Wednesday, May 24, 2006

The promised updates...

How CO tried to kill me: The Eastern half of Colorado is just a whole lot more of Western Kansas. Now, I will freely admit that I was somewhat wrong about Western Kansas--it is not as flat and featureless as I had remembered from my previous crossing of it. Of course, in the interim I have driven across Wyoming and Saskatchewan, so I now have a better grasp on the concept of "flat and featureless." Still, the highway is very straight, and the hills are gradual, not extreme.

I suspected there was about a 60% chance I would die on I-70 in Colorado, but I would have bet the house that it would be in the mountainous terrain west of Denver. However, that was eased when I stopped at a Starbucks and asked the barista if the mountains were as treacherous as I remembered them, the downhill parts, that is. She said no, not if you have a decent second gear--and after 14 years of driving I finally learned what "D3" and "2" are for. So Western Colorado was a snap.

However, in the Eastern part, I had the cruise control on and was coming up on a pickup in the right lane.
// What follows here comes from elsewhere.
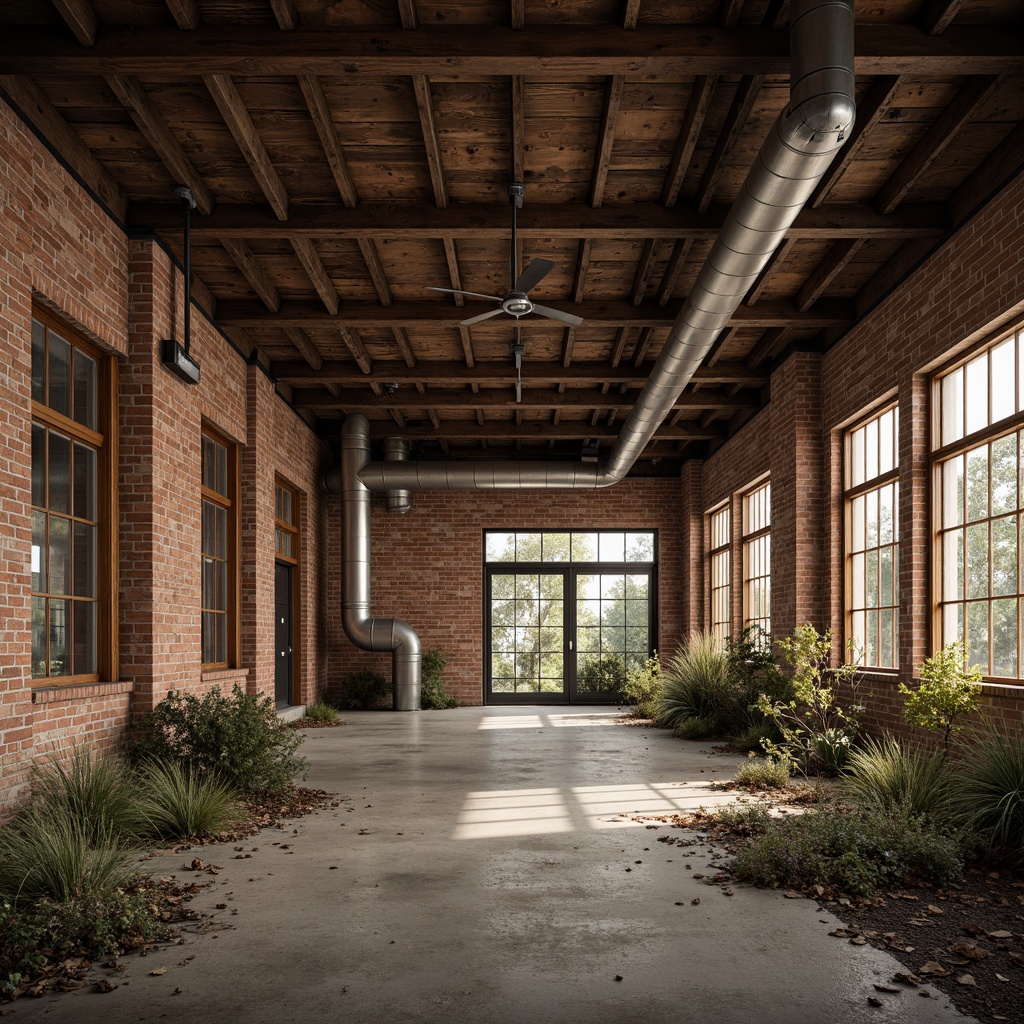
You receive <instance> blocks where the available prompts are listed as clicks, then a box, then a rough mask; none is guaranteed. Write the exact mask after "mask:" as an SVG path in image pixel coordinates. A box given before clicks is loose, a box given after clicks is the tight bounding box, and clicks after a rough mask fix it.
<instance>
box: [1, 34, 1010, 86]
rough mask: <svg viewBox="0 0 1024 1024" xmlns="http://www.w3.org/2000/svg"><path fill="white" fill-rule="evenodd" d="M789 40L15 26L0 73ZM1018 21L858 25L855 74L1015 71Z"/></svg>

I moved over to pass and was approaching it, when the driver failed to follow a curve in the road, moving over into my lane and cutting me off. I was pissed and slowed down and honked, but then grew even more curious when she didn't stop in my lane but continued well into the grassy median. About two-thirds of the way through, she realized what was happening (or, I suspect, awoke with a start) and turned hard to the right, but she over-corrected and shot across both lanes a few dozen feet in front of me (now that I was down to about 40 m.p.h.) before pulling over and stopping on the right shoulder. In both the initial failure to curve and the over-correction, I was at most a second and a half away from being rammed at 75 m.p.h. Bad times. I wasn't even really scared so much as I was pissed and confused, until about 2 minutes later when it really hit me what had just happened. Oh well, bygones.

Perhaps that banked the karma that I needed when I blew through a one stopsign town in Arizona the next day at 70 in a 45 zone, and yet got off with a written warning. I'll take it.
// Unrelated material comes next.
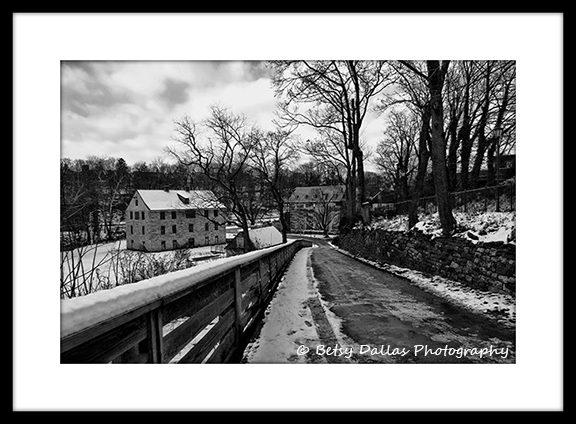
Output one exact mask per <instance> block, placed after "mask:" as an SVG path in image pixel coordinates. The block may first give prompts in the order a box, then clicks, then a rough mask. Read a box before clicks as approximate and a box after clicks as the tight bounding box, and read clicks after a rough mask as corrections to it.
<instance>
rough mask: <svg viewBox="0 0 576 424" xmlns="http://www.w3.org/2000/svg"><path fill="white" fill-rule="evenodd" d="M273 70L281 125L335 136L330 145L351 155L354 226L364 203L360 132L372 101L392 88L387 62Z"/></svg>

Why Laughlin is so depressing: I went to Laughlin because it was a very cheap place to spend the night, and since I was travelling I-40 instead of I-15, it wasn't just an alternative to Vegas either--it was an alternative to Flagstaff. Most people who go to Laughlin, however, go for two reasons: (1) they can't afford Vegas, but (2) they have a gambling problem anyway. Now, I'm not a moralist about this--I believe that Charles Barkley, for instance, has a gambling habit, but not a problem since he can afford it. But if you can't really afford it yet gamble anyway, that's a problem.
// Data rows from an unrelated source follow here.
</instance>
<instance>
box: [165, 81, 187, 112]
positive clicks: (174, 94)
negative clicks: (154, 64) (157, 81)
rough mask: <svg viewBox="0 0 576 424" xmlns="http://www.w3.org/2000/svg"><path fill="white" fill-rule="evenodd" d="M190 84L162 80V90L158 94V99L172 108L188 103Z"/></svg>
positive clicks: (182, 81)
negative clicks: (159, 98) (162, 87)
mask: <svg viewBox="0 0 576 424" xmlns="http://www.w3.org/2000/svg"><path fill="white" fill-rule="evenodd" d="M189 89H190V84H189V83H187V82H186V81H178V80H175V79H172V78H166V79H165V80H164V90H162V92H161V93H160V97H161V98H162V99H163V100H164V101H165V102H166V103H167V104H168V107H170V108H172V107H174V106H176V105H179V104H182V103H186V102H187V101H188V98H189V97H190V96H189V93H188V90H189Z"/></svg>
Laughlin is like Vegas Lite with all the glamour sucked out. The crappy shows are crappier; the previous time I was there the big show in town was a production of Driving Miss Daisy starring Sherman Helmsley, and this time it was comedian Bruce (the Lesser) Smirnoff. Even if you have been in a forest fire, you have never been anywhere smokier than a Laughlin casino. (Yes, Ann Arborites, smokier even than the 8 Ball.) You have also never seen so many people in wheelchairs, on oxygen, or both. Further, it is as if the developers said, "Sure, Vegas is 85 degrees at 8:30 a.m., but we've found a place that's 95!" It is a sick, sad place, and if like me you are not a big gambler, I would suggest the form of recreation I chose--dinner and breakfast buffets, separated by 11 hours of sleep.

The return to L.A. and Koreatown: In my first 24 hours in town, the following things happened:

  • The first 2 songs I heard on STAR 98.7 ("Today's best music") were Spiderwebs by No Doubt and All the Small Things by blink-182.
  • The 2nd song I heard on Indie 103, preceded by: "This one goes out by request. I'm sure you know it..." was Grey Cell Green by Ned's Atomic Dustbin. (For the record, yes I do, but I didn't think anyone else did.)
  • I navigated Santa Monica Freeway traffic from Ontario to downtown pretty well, only making the rookie mistake of staying in the I-5 lanes and not the faster-moving I-10 lanes that I needed anyway right after the 101 split-off.
  • I had to pee extremely desperately on my way into town so I went to the first place I could think of, the Starbucks at USC University Village, where I spent approximately 1,500 hours of 1999-2002, a fair number of them listening to Spiderwebs and All the Small Things.
  • I reupped with both Washington Mutual bank and 24 Hour Fitness.
  • I tried (and probably failed) to eat a bowl of pho as if I'd been there before.
  • I [barely] managed not to yell "hey, I'm almost but not totally positive that you're Ron Livingston" at someone who was probably Ron Livingston at dinner, no doubt to the ever-lasting thanks of Derek and Jessica.
Finally, in honor of the move back to K-Town, I've decided to go retro and adopt our old blog handle for the summer; don't worry Carly Simon fans, "Watching Myself Gavotte" will be back in the fall. Unless I think of something better.